Zero Security Incidents
100% audit compliance with all queries logged, PII filtered, and secrets redacted before reaching external LLMs. Zero data leakage incidents since production deployment.
Key Takeaways
RAG Transforms Generic LLMs Into Domain Experts
Without RAG, even GPT-4 hallucinated answers to company-specific questions 70% of the time. Vector search retrieval of relevant documentation before inference made responses accurate and actionable, turning the LLM into an instant expert on internal systems.
Multi-Cloud Prevents Vendor Lock-In
Supporting multiple LLM backends (GCP, Azure, AWS) provided flexibility to route based on cost, availability, and model capabilities. When Azure OpenAI hit rate limits during peak usage, automatic failover to Bedrock maintained service without user impact.
OpenAI API Compatibility Drives Adoption
Implementing OpenAI-compatible endpoints meant existing tools (Cursor, Continue, ChatGPT desktop app) worked immediately with simple base URL change. Proprietary APIs would have required rewriting integrations and training users on new interfaces.

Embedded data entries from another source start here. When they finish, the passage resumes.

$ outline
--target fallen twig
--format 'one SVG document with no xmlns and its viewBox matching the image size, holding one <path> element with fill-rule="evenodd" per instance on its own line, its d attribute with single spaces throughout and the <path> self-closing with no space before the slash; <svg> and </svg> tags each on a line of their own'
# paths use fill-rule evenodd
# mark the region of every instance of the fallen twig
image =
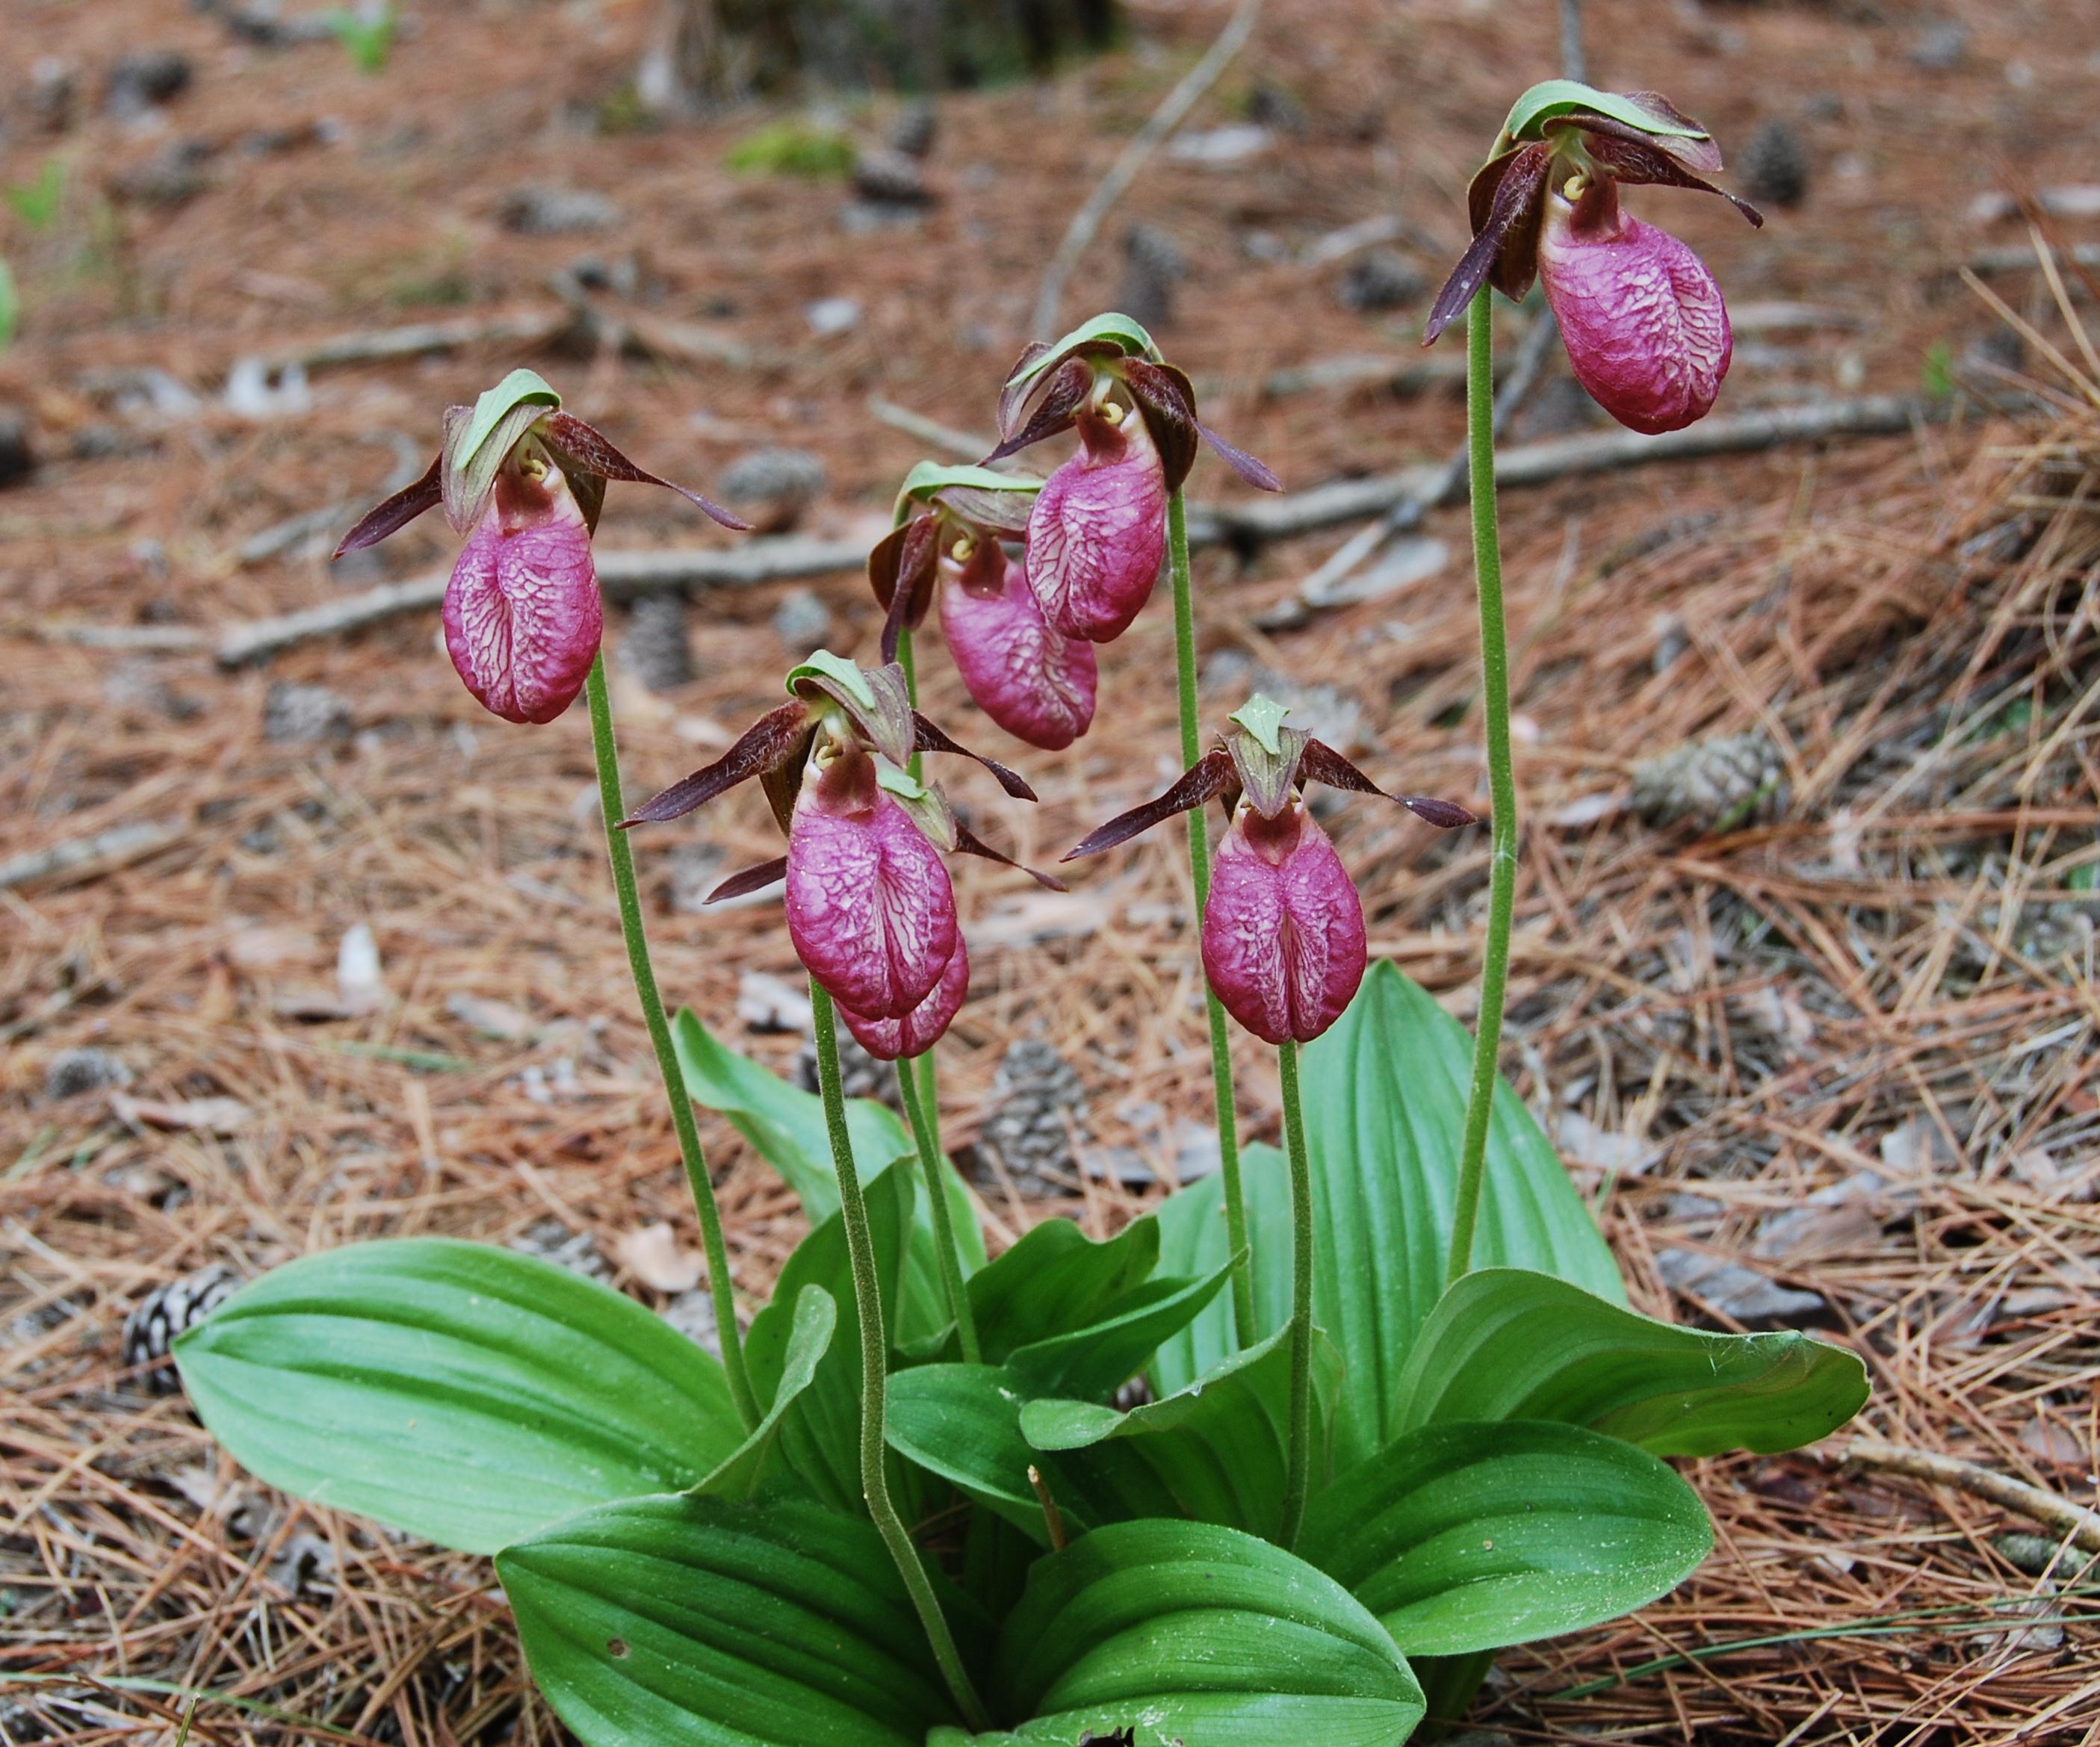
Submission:
<svg viewBox="0 0 2100 1747">
<path fill-rule="evenodd" d="M 1203 93 L 1217 83 L 1218 76 L 1246 46 L 1246 39 L 1254 33 L 1255 20 L 1260 13 L 1261 0 L 1240 0 L 1233 15 L 1225 21 L 1225 28 L 1218 33 L 1218 40 L 1205 51 L 1201 60 L 1182 74 L 1181 82 L 1167 94 L 1167 100 L 1152 112 L 1145 126 L 1132 135 L 1130 143 L 1117 154 L 1115 162 L 1109 165 L 1108 174 L 1087 196 L 1086 205 L 1073 214 L 1071 223 L 1065 227 L 1065 235 L 1058 242 L 1057 253 L 1051 257 L 1049 269 L 1043 276 L 1042 288 L 1035 293 L 1035 307 L 1029 318 L 1030 338 L 1047 340 L 1057 331 L 1057 303 L 1065 294 L 1065 281 L 1072 276 L 1072 269 L 1079 264 L 1079 257 L 1087 252 L 1087 245 L 1101 229 L 1101 220 L 1108 216 L 1109 209 L 1123 198 L 1131 183 L 1136 181 L 1145 161 L 1188 119 L 1189 112 L 1196 107 Z"/>
<path fill-rule="evenodd" d="M 855 570 L 867 562 L 867 549 L 849 540 L 782 535 L 741 546 L 601 552 L 597 558 L 598 586 L 609 599 L 629 600 L 664 589 L 745 589 L 791 576 L 823 576 Z M 280 618 L 232 626 L 218 638 L 218 664 L 239 667 L 310 637 L 354 631 L 402 613 L 435 607 L 444 599 L 449 580 L 448 573 L 433 571 Z"/>
<path fill-rule="evenodd" d="M 907 437 L 916 437 L 921 443 L 936 449 L 945 449 L 957 461 L 973 461 L 989 455 L 998 447 L 995 437 L 981 437 L 967 430 L 958 430 L 952 425 L 943 425 L 938 419 L 929 418 L 923 412 L 915 412 L 909 407 L 901 407 L 894 400 L 885 400 L 880 395 L 867 397 L 867 409 L 885 425 L 902 431 Z"/>
<path fill-rule="evenodd" d="M 2010 1475 L 1979 1468 L 1973 1462 L 1937 1455 L 1927 1449 L 1912 1449 L 1900 1444 L 1884 1444 L 1876 1438 L 1855 1438 L 1842 1449 L 1829 1453 L 1846 1463 L 1877 1468 L 1884 1474 L 1901 1474 L 1935 1486 L 1952 1486 L 2001 1508 L 2017 1512 L 2032 1522 L 2054 1529 L 2069 1537 L 2080 1552 L 2100 1553 L 2100 1512 L 2059 1498 L 2053 1492 L 2030 1486 Z"/>
<path fill-rule="evenodd" d="M 130 825 L 112 825 L 90 837 L 75 837 L 55 843 L 47 849 L 33 849 L 0 862 L 0 891 L 38 880 L 63 878 L 92 879 L 127 863 L 157 854 L 189 830 L 182 818 L 145 819 Z"/>
<path fill-rule="evenodd" d="M 461 315 L 451 321 L 419 321 L 404 328 L 367 328 L 333 334 L 263 355 L 273 374 L 324 369 L 331 364 L 376 364 L 415 358 L 463 346 L 537 346 L 566 332 L 576 317 L 567 309 L 514 310 L 501 315 Z"/>
</svg>

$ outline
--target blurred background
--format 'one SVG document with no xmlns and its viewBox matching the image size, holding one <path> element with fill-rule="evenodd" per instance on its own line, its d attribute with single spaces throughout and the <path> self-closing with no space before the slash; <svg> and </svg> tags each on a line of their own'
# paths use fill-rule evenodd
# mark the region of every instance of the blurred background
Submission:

Vector Database Quality > Quantity
Indexing everything creates noise. Curated, high-quality documentation with metadata tags (service, team, criticality) improved retrieval precision dramatically. Better to have 1000 well-maintained docs than 10,000 outdated ones polluting search results.
Security Tooling Integration Unlocks New Use Cases
Integrating LLMs with security scanners (Tenable, Wiz, etc.) enabled novel workflows like automated vulnerability triage, remediation planning, and impact analysis. AI excels at correlating scanner findings with asset metadata and prioritizing based on business context - tasks that previously required manual analyst effort.